One key reason why so few Americans are aware of the full nature and magnitude of the jihad threat is that the academic and media establishments labor so assiduously to cover it up.

Those who are deemed the best minds of this generation devote their energies to convincing people that the threat is not as large as it is, or that it can be neutralized by adjustments to U.S. foreign policy (particularly the abandonment of Israel), or that the West is really just as bad, so we are hypocrites for opposing the jihad.

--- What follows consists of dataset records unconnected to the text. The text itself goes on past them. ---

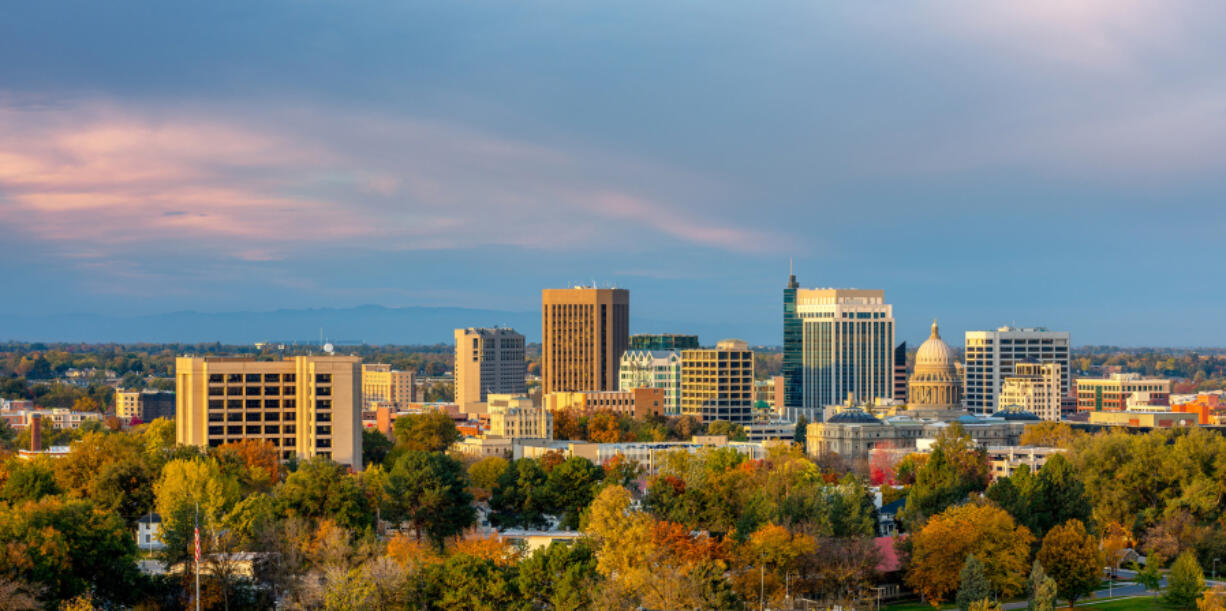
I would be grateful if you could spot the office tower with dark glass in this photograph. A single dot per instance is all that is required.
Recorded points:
(847, 347)
(663, 341)
(793, 345)
(584, 333)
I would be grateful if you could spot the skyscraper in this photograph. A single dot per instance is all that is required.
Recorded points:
(991, 356)
(847, 347)
(488, 361)
(719, 384)
(584, 333)
(793, 345)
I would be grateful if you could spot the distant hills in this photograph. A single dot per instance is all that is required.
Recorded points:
(369, 324)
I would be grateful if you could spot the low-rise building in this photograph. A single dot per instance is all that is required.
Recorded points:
(1112, 393)
(144, 405)
(1035, 388)
(638, 403)
(1003, 460)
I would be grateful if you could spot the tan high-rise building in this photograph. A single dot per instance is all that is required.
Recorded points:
(719, 384)
(304, 405)
(383, 385)
(488, 361)
(584, 333)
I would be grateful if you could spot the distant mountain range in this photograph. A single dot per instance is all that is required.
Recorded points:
(368, 324)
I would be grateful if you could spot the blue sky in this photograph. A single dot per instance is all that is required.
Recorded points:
(1041, 163)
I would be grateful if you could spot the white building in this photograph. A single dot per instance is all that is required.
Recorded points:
(847, 347)
(654, 368)
(992, 355)
(1035, 388)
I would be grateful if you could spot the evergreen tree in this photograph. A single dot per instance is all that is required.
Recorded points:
(1186, 582)
(974, 585)
(1042, 590)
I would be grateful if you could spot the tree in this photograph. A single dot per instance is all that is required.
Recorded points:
(570, 487)
(1042, 590)
(1214, 599)
(560, 576)
(321, 488)
(972, 584)
(985, 530)
(375, 447)
(1072, 558)
(427, 432)
(428, 490)
(802, 426)
(1186, 582)
(28, 480)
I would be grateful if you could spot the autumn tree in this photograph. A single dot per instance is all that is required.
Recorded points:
(433, 431)
(1072, 557)
(1186, 582)
(987, 531)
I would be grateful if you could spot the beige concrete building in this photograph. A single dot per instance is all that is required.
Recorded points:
(145, 405)
(517, 417)
(383, 387)
(488, 361)
(934, 384)
(1035, 388)
(638, 403)
(303, 405)
(584, 333)
(719, 384)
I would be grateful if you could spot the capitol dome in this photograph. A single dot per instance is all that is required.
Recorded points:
(934, 384)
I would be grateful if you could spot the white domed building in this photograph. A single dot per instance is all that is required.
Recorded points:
(934, 383)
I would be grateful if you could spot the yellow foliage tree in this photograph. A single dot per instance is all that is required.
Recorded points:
(985, 530)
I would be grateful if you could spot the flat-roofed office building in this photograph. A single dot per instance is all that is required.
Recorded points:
(584, 333)
(305, 405)
(846, 347)
(719, 384)
(991, 356)
(488, 361)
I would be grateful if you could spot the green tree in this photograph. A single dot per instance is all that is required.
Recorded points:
(571, 487)
(522, 496)
(321, 488)
(1073, 560)
(428, 432)
(972, 584)
(1041, 590)
(375, 447)
(428, 490)
(28, 480)
(560, 576)
(1186, 582)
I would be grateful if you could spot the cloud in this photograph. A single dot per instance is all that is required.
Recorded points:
(99, 179)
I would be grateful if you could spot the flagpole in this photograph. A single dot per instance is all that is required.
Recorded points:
(197, 555)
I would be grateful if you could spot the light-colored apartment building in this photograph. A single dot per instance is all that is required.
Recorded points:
(305, 405)
(517, 417)
(654, 368)
(991, 355)
(488, 361)
(1112, 393)
(719, 384)
(1035, 388)
(846, 347)
(384, 387)
(584, 333)
(638, 403)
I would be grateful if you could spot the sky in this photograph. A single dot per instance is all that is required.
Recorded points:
(1034, 163)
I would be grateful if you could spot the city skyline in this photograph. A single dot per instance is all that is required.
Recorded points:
(1035, 163)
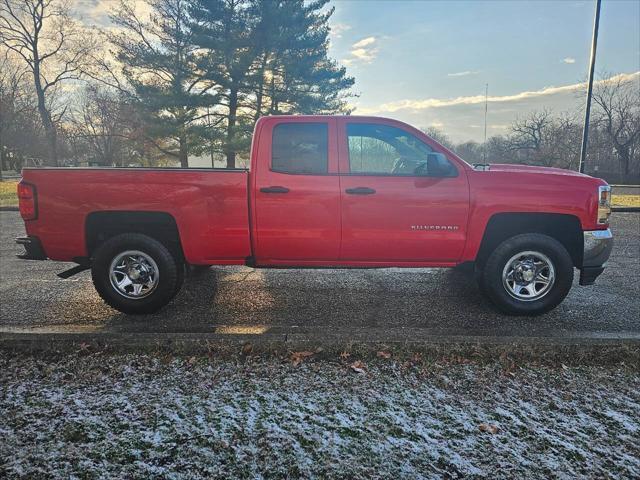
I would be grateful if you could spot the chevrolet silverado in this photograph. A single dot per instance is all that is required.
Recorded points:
(329, 192)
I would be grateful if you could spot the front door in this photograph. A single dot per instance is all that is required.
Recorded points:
(403, 202)
(297, 193)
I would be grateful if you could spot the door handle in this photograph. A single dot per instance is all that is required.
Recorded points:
(360, 191)
(274, 190)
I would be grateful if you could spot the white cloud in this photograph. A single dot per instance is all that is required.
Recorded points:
(462, 74)
(364, 42)
(363, 51)
(428, 103)
(338, 29)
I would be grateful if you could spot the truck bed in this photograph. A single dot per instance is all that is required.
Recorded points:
(210, 207)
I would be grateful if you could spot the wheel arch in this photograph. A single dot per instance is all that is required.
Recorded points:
(565, 228)
(162, 226)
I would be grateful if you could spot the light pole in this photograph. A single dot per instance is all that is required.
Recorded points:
(592, 64)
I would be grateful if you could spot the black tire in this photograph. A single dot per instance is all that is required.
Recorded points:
(492, 275)
(170, 273)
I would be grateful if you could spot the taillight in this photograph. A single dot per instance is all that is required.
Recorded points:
(604, 204)
(27, 201)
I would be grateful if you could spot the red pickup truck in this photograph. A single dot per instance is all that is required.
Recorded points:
(329, 192)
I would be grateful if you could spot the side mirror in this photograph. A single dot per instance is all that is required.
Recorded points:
(439, 166)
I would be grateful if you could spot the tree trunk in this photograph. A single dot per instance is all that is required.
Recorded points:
(184, 159)
(623, 154)
(260, 93)
(45, 116)
(231, 126)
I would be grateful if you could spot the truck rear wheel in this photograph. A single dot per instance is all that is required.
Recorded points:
(528, 274)
(136, 274)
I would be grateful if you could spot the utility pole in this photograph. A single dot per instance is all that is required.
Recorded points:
(486, 104)
(592, 64)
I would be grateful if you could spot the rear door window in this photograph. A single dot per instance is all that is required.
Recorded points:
(300, 148)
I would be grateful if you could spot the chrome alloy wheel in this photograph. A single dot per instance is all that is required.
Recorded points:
(528, 276)
(134, 274)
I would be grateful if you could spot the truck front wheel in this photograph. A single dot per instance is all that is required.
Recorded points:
(528, 274)
(135, 274)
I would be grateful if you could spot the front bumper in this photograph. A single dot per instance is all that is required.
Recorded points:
(33, 248)
(597, 249)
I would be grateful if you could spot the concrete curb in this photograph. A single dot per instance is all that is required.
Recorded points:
(625, 209)
(570, 350)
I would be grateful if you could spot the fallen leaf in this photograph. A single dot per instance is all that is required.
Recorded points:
(486, 427)
(298, 357)
(358, 367)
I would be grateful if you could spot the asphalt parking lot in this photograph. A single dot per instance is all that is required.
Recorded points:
(397, 301)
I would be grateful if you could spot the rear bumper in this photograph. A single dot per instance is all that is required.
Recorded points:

Harvard professor Noah Feldman, last week in Bloomberg View, provided a sterling example of the latter in an egregious piece trying to mitigate the horror of the Islamic State’s practice of sex slavery.

The bio accompanying Feldman’s piece describes him as, among other things, “a professor of constitutional and international law at Harvard University” with “a doctorate in Islamic thought from the University of Oxford,” who “as an adviser to the Coalition Provisional Authority in Iraq … contributed to the creation of the country’s new constitution.”

Given the blood and chaos that engulfs contemporary Iraq, one might think he wouldn’t be all that proud of that particular resume item anymore, especially since in 2008 he downplayed and ignored the aspects of Sharia that have made life hell for so many of the nation’s non-Muslims.

In a lengthy exposition of Sharia that Feldman published in the New York Times, he never once mentioned the Sharia provisions mandating second-class status (dhimmitude) for Christians and conversion or death for non-Muslims not considered “People of the Book,” such as Yazidis.

Now, in his Bloomberg View piece, Feldman actually acknowledges that in taking sex slaves, the Islamic State is “following the practices of the era of the Prophet Muhammad” and wants “to go back in time, to the days of the earliest Muslims and the Prophet’s companions.”

He does not, of course, tell his readers that sex slavery is called for in the Qur’an (in the “captives of the right hand” passages, 4:3, 4:24, 23:1-6, and 33:50), or that sex slavery doesn’t just go back to Muhammad’s era, but was practiced by Muhammad himself, who is the supreme model for emulation for Muslims (cf. Qur’an 33:21). Muhammad did it, so it is right, and Muslims should do it as well.